Henry Suso (c. 1295-1366) was a part of the “Friends of God”, a loosely constituted and informal but wide-spread spiritual and mystical movement. In his written answer to Elizabeth Stäglin who begged to be told more of what God is, he wrote:
Ah, gentle God, if Thou art so lovely in Thy creatures, how exceedingly beautiful and ravishing Thou must be in Thyself. … … Come, daughter, thou hast now found thy God, whom thy heart has so long sought after. Look upwards, then, with sparkling eyes and radiant face and bounding heart, and behold Him and embrace Him with the infinite outstretched warms of thy soul and thy affection, and give thanks and praise to Him, the noble Prince of all creatures.

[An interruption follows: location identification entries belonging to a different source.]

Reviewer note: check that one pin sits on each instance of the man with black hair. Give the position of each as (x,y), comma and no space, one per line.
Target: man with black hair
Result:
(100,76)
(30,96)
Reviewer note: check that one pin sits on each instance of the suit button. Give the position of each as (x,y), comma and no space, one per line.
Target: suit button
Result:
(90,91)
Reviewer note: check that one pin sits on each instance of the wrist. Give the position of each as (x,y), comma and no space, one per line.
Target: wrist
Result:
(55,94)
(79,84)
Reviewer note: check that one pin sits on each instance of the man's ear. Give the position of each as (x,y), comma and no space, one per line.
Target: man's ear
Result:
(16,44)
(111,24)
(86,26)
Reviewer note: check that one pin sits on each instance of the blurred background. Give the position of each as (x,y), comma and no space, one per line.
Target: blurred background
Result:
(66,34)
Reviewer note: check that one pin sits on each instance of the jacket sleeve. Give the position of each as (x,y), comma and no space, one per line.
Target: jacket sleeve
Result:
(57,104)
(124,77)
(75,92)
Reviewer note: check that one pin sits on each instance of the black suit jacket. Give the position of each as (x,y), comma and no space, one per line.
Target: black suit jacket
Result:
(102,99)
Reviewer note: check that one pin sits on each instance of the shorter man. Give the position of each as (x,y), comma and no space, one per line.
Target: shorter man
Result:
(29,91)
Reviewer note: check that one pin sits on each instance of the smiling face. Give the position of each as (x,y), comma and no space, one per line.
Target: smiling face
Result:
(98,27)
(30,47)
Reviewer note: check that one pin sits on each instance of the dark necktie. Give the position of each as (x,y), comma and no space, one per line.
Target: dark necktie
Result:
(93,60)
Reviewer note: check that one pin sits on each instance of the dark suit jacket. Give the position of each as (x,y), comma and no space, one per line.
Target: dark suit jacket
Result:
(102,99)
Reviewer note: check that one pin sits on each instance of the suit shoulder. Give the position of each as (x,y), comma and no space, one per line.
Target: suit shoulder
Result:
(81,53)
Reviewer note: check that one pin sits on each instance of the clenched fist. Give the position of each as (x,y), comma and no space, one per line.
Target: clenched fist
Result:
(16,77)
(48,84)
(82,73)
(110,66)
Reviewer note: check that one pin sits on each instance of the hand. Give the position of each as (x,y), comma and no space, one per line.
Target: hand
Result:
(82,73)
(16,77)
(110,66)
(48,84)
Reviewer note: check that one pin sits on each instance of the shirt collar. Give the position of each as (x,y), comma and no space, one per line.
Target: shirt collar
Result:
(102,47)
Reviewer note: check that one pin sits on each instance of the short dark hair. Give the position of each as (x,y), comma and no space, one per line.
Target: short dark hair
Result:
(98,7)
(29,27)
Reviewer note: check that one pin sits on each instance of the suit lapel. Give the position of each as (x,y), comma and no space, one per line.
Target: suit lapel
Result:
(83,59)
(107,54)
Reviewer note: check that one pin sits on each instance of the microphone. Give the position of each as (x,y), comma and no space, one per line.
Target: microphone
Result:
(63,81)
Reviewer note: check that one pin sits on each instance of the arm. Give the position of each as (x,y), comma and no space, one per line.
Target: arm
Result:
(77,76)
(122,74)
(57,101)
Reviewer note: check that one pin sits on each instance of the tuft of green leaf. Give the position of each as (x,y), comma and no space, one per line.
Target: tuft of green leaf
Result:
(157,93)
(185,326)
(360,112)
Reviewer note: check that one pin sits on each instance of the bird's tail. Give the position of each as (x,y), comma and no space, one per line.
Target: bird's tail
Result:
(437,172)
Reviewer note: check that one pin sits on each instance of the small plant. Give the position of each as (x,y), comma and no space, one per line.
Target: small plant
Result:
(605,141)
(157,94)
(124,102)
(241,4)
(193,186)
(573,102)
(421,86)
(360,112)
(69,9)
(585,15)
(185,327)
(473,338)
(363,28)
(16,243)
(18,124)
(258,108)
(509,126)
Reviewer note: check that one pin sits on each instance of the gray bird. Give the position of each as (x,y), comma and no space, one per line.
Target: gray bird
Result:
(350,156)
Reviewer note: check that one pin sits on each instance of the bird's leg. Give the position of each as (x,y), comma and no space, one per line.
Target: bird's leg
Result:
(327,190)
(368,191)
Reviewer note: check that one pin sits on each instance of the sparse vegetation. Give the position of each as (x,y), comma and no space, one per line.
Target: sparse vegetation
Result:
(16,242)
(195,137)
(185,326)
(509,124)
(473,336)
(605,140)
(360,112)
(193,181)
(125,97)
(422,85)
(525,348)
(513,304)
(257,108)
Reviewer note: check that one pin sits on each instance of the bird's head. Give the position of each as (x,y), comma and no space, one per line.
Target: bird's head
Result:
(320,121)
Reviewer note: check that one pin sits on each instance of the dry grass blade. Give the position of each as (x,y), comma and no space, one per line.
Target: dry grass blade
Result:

One of his contemporaries, Flemish mystic Jan van Ruysbroek (1293-1381), author of the “Adornment of the Spiritual Marriage”, also explored the inward life and described:
The pure soul feels a constant fire of love, which desires above all things to be one with God, and the more the soul obeys the attraction of God the more it feels it, and the more it feels it the more it desires to be one with God.[4]
[edit] Developments in the Reformation
Madame Guyon
(1647-1717) French mystic. Her written works include, “The Song of Songs of Solomon.”
VERSE 1. Let him kiss me with the kisses of his mouth.
THIS kiss, which the soul desires of its God, is essential union, or a real, permanent and lasting possession of its divine object. It is the SPIRITUAL MARRIAGE.
… This, then, is the lofty and intimate union that the Spouse so pressingly demands at the hand of the Bridegroom. She asks it of Him as though she was addressing another; an impetuous sally of love, giving vent to her passion without particular thought as to whom she was speaking. Let Him kiss me, says she, since He can do it, but let it be with the kisses of His mouth; no other union can content me; that alone can satisfy all my desires, and that is what I demand.[5]